An employer was found liable for the post-traumatic stress disorder suffered by one of its employees as a consequence of an armed robbery. The Court of Appeal (NSW) found that the employer had failed to take reasonable steps to deter armed robberies following similar earlier incidents.
Facts of the case
The employee was employed by the employer as a bar stewardess in its bowling clubhouse. She worked shifts of 4 ½ to 5 hours from 3 in the afternoon to early evening.
Two armed men robbed the clubhouse while she was on duty. She suffered post-traumatic stress disorder and had not worked since the robbery. The employee sued the employer in the District Court for breach of its duty of care as an employer. Her case was based on the employer's failure to take reasonable care to deter or prevent armed robberies at the clubhouse, particularly after an armed robbery only 19 days earlier. (There had been two earlier robberies at the clubhouse). The trial Judge awarded her $350,152.
The employer conceded that it owed a duty of care and that an armed robbery was reasonably foreseeable, but challenged the findings of breach of duty and causation.
The employer argued that even if there was an implicit finding of causation the trial Judge had failed to give adequate reasons and there should be a new trial. It also submitted that there was no evidence that anything the club could have done would have prevented the third robbery.
The court held that after the second robbery the club's duty to its employees was to take reasonable steps to protect them from being injured as a result of a further robbery.
There was no certainty that the employment of security guards would have prevented this robbery but the evidence established that security guards should have been employed to deter potential robbers and in particular those who had carried out the second robbery.

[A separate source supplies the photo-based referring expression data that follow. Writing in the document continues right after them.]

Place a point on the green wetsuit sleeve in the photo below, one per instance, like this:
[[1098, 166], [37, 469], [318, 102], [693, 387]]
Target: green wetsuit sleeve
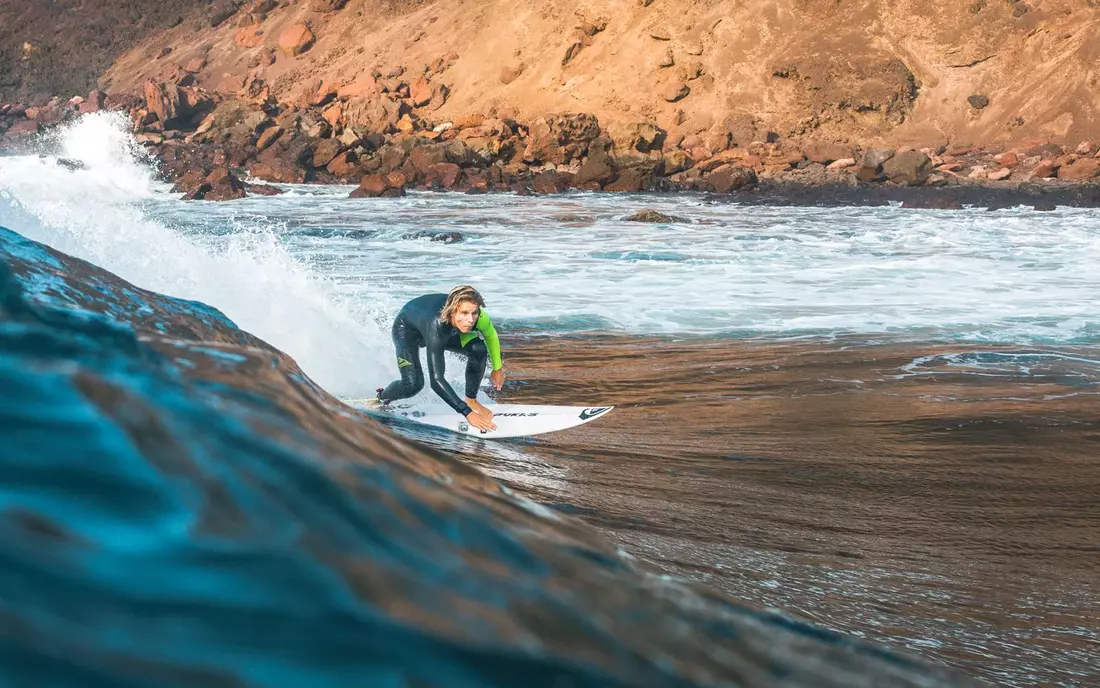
[[492, 341]]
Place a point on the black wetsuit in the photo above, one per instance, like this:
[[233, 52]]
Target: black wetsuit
[[418, 325]]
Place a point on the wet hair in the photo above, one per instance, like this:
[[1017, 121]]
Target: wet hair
[[459, 295]]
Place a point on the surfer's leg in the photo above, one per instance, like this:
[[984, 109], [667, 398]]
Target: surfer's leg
[[407, 345]]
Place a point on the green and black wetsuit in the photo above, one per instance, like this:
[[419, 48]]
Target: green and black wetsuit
[[418, 325]]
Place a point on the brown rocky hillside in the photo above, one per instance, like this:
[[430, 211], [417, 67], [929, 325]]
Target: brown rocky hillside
[[899, 72]]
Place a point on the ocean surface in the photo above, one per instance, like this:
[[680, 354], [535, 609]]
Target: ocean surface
[[881, 422]]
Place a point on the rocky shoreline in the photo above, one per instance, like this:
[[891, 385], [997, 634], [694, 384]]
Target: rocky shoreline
[[380, 133]]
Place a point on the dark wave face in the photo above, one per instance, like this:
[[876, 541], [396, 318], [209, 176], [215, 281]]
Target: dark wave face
[[180, 505], [941, 498]]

As nothing was done to upgrade security the club was in breach of that duty and the Judge's implicit finding on causation was open on the evidence.
On the night of the third robbery the club had been kept open until 9 pm when only three patrons were still present and the robbers waited until then. It is a reasonable inference that the robbery would not have occurred if the clubhouse had been closed at 7.30 or 8 pm when more patrons were present.

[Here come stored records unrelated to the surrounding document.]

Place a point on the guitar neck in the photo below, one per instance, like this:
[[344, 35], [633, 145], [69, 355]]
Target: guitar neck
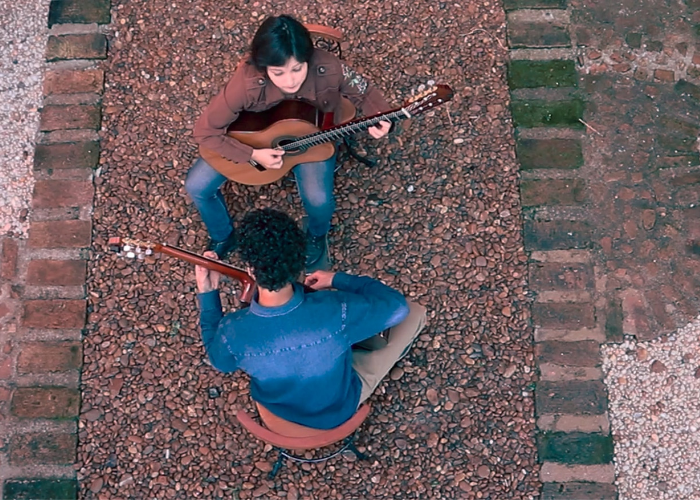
[[246, 280], [346, 129]]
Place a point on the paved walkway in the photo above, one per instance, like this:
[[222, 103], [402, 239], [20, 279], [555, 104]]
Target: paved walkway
[[606, 108]]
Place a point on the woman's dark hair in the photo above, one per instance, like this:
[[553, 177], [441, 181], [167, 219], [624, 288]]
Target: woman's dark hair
[[278, 39], [274, 246]]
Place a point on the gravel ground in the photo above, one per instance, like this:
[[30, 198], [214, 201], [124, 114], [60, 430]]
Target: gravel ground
[[439, 219], [655, 415], [23, 39]]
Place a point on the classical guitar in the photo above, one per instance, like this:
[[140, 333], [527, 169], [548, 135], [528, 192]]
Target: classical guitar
[[139, 249], [304, 133]]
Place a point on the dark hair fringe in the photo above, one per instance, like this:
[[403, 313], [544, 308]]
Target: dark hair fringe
[[277, 40]]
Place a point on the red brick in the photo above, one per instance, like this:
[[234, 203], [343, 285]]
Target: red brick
[[560, 276], [54, 313], [534, 34], [8, 262], [60, 193], [557, 235], [45, 402], [664, 75], [563, 315], [5, 394], [74, 81], [536, 192], [685, 179], [582, 397], [635, 313], [84, 116], [6, 308], [49, 357], [79, 12], [43, 448], [549, 153], [5, 368], [60, 234], [67, 155], [85, 46], [658, 307], [56, 272], [582, 353]]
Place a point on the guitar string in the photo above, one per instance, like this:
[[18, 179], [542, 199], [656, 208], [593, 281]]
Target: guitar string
[[324, 136]]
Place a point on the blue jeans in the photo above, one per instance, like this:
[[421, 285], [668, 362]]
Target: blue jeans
[[314, 180]]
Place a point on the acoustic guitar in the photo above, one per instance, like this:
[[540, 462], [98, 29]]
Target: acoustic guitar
[[304, 133], [139, 249]]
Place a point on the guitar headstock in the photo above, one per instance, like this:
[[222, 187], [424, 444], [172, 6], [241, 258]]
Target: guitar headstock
[[131, 248], [430, 98]]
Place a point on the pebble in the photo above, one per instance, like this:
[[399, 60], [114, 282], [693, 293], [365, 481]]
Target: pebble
[[396, 373], [655, 424], [23, 38]]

After the third robbery the club acted promptly by engaging security guards and closing the clubhouse earlier in the evening. These measures proved successful and the persons who had carried out the second and third robberies did not return and there was no further robbery for over two years. It was a reasonable inference that more probably than not these additional security measures would have been effective if they had been implemented after the second robbery.
There was no need to order a new trial for lack of reasons where no question of credibility arose and the evidence enabled the Court of Appeal to make the necessary findings.
The employer's appeal as dismissed with costs.
See: Whisprun Pty Ltd v Sams & Ors  NSWCA 400, Court of Appeal (NSW) (Handley, Sheller and Hodgson JJA) 12/12/02.